OPINIÃO
21/12/2019 12:00 -03 | Atualizado 21/12/2019 12:00 -03

Como as GovTechs têm solucionado problemas pelo mundo

Mídias digitais alavancam cases de inovação e empreendedorismo na Colômbia e na Nova Zelândia.

alphaspirit via Getty Images
Colunista explica como tecnologia digital potencializa resultados das políticas públicas.

De que forma a tecnologia pode potencializar os resultados de políticas públicas? Com o objetivo de ampliar o conhecimento sobre o uso e aplicação de tecnologias junto a governos, sociedade civil e setor privado, o BrazilLAB, primeiro hub de inovação Govtech no Brasil, e a Fundação Brava, organização sem fins lucrativos dedicada ao tema da transformação digital, estruturaram em parceria com o Centre for Public Impact (CPI) um repositório de cases de inovação e aplicação de soluções digitais. 

Esse projeto contemplou o registro de um conjunto de experiências desenvolvidas por diversos países e nas mais diferentes áreas de atuação governamental, tendo como denominador comum a adoção de ferramentas digitais para aprimorar os serviços prestados. As iniciativas foram concentradas em diferentes temáticas, como empreendedorismo, transporte público saúde e acesso à internet. 

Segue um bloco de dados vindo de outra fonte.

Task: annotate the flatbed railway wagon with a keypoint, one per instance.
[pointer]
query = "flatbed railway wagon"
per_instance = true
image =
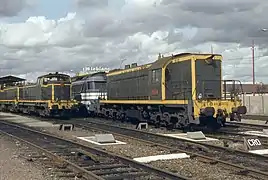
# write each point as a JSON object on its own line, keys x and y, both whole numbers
{"x": 50, "y": 96}
{"x": 179, "y": 91}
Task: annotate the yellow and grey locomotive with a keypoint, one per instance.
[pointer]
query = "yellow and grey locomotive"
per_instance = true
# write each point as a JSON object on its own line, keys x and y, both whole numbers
{"x": 49, "y": 96}
{"x": 182, "y": 90}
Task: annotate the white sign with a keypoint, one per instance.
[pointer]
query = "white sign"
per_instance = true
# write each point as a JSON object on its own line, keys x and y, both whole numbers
{"x": 90, "y": 69}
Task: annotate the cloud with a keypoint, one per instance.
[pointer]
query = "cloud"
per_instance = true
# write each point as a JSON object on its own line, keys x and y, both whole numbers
{"x": 98, "y": 35}
{"x": 13, "y": 7}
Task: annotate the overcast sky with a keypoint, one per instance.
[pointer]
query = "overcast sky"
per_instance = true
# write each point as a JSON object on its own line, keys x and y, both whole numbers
{"x": 39, "y": 36}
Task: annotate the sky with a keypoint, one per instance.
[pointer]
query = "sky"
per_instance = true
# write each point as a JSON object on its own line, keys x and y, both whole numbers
{"x": 41, "y": 36}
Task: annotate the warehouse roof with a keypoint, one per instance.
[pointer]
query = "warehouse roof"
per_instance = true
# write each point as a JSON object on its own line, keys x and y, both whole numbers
{"x": 10, "y": 79}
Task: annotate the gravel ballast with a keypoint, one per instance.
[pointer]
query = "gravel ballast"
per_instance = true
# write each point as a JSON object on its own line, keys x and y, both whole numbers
{"x": 14, "y": 167}
{"x": 191, "y": 167}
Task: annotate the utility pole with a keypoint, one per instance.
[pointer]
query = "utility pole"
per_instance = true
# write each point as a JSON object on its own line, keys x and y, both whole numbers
{"x": 253, "y": 67}
{"x": 211, "y": 49}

Entre os casos, um destaque para o iNNpulsa, nome dado à Unidade de Gestão de Crescimento Empresarial do Governo Nacional, que foi implementado na Colômbia. Essa organização, que reúne empreendedores e gestores públicos para fortalecer o ecossistema de startups e de empresas de pequeno e médio porte no país, conseguiu canalizar cerca de US$161,6 milhões em suporte ao empreendedorismo e inovação no país logo nos primeiros anos de atuação.

Esse enorme resultado apenas pôde se concretizar porque o governo colombiano reconheceu que empresas, já em seus anos iniciais de desenvolvimento, têm uma capacidade para níveis extraordinários de crescimento e que esse movimento de investimento pode gerar impactos positivos em toda a economia nacional. 

Do outro lado do mundo, na Nova Zelândia, observamos um caso muito interessante que partiu de um diagnóstico realizado pela própria engrenagem pública.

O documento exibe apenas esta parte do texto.